Get to Know the Gateway: Institutional Rules Explorer
Written by: David Knapp
Published on: Mar 31, 2021
The Gateway to Global Aging is adding a new feature – the Institutional Rules Explorer. The Explorer provides contextual details about the policy and institutional arrangements of particular countries over time. The initial release of the Explorer is focused old-age retirement policies – including old-age pensions, social assistance, and health insurance. The Institutional Rules Explorer was motivated by the rapid evolution of policies affecting older people across the world. As the Health and Retirement Study (HRS) closes in on being 30 years old and many of the international network of studies (HRS-INS) cover more than a decade, understanding policy in place at the time of the survey has become more demanding for researchers.

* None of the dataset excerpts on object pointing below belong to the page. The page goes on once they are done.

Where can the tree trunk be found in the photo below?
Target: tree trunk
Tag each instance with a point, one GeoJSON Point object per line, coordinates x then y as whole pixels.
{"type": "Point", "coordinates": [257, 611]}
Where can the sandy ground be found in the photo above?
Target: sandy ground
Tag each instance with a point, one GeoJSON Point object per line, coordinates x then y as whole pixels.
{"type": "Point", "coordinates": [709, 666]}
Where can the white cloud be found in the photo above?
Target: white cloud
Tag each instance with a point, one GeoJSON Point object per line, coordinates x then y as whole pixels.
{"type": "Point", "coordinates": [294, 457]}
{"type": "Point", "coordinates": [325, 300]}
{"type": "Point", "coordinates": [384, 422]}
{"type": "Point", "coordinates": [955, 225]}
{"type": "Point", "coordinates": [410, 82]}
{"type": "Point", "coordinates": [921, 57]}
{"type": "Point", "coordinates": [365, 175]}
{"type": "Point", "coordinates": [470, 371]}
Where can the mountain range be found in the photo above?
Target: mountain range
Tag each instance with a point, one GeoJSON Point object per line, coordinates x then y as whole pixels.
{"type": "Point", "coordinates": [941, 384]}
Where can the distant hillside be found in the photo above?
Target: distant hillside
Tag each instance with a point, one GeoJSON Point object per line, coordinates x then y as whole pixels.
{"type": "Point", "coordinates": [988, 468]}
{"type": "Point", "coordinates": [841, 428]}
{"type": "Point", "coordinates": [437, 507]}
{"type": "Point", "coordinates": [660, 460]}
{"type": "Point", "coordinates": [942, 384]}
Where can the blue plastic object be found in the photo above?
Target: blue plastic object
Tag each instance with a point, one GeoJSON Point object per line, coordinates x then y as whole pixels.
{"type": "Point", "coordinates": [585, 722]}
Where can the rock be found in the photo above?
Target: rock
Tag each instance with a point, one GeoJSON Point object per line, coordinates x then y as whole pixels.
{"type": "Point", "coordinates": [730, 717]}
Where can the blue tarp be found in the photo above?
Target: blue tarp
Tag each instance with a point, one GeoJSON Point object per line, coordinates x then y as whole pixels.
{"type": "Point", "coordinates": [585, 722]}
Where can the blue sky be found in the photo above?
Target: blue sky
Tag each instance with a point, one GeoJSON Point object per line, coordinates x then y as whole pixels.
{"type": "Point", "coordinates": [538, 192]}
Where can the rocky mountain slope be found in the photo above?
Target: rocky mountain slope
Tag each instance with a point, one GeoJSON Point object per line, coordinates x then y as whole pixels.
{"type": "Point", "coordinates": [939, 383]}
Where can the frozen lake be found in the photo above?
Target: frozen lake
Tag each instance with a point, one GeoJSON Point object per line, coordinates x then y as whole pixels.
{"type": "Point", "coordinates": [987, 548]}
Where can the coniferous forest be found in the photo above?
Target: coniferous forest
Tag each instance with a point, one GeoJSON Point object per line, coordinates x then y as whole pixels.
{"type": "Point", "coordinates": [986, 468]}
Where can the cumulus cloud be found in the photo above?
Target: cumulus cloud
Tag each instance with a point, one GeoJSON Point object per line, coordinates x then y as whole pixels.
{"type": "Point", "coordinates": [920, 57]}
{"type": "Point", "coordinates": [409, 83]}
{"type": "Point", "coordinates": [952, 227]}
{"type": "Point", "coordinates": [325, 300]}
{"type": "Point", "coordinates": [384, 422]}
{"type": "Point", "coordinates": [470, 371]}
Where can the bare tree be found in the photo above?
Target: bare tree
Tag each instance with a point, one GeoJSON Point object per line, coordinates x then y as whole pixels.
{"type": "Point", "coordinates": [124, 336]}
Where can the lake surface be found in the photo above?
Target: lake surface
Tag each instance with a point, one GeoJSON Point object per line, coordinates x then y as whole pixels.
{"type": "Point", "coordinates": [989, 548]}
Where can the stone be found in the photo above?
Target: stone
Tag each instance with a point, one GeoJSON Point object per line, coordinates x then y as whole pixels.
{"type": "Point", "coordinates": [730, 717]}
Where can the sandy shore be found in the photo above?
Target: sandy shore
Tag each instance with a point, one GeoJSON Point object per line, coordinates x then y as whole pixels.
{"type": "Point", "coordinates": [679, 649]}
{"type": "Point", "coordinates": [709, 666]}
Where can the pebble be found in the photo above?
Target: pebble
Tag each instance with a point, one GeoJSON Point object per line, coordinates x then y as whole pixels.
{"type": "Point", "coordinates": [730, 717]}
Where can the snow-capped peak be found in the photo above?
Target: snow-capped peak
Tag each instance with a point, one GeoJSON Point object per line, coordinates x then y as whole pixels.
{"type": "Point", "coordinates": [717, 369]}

Why are we tracking past policy? Individuals make choices based on current policies and the outcomes we see today may reflect responses to past policies. When looking at respondent’s answers in surveys, these policies are important for researchers to recognize and understand. Collecting this contextual information in the Institutional Rules Explorer will support researchers who want to understand or use policy change in their research and provide context for longitudinal or cross-country differences. While the Explorer is focused on retirement policies today, our goal is to expand the Explorer to other technically complicated aging policy areas, such as long-term care and the responses to COVID-19.
The key dimensions to the Explorer are country and time. We prioritize data collection for each country based on its first interview wave and are continuing to expand our data collection back in time to 1992, the earliest survey date in the HRS-INS.Currently the Explorer includes institutional details for 5 different types of policies as summarized in Box 1.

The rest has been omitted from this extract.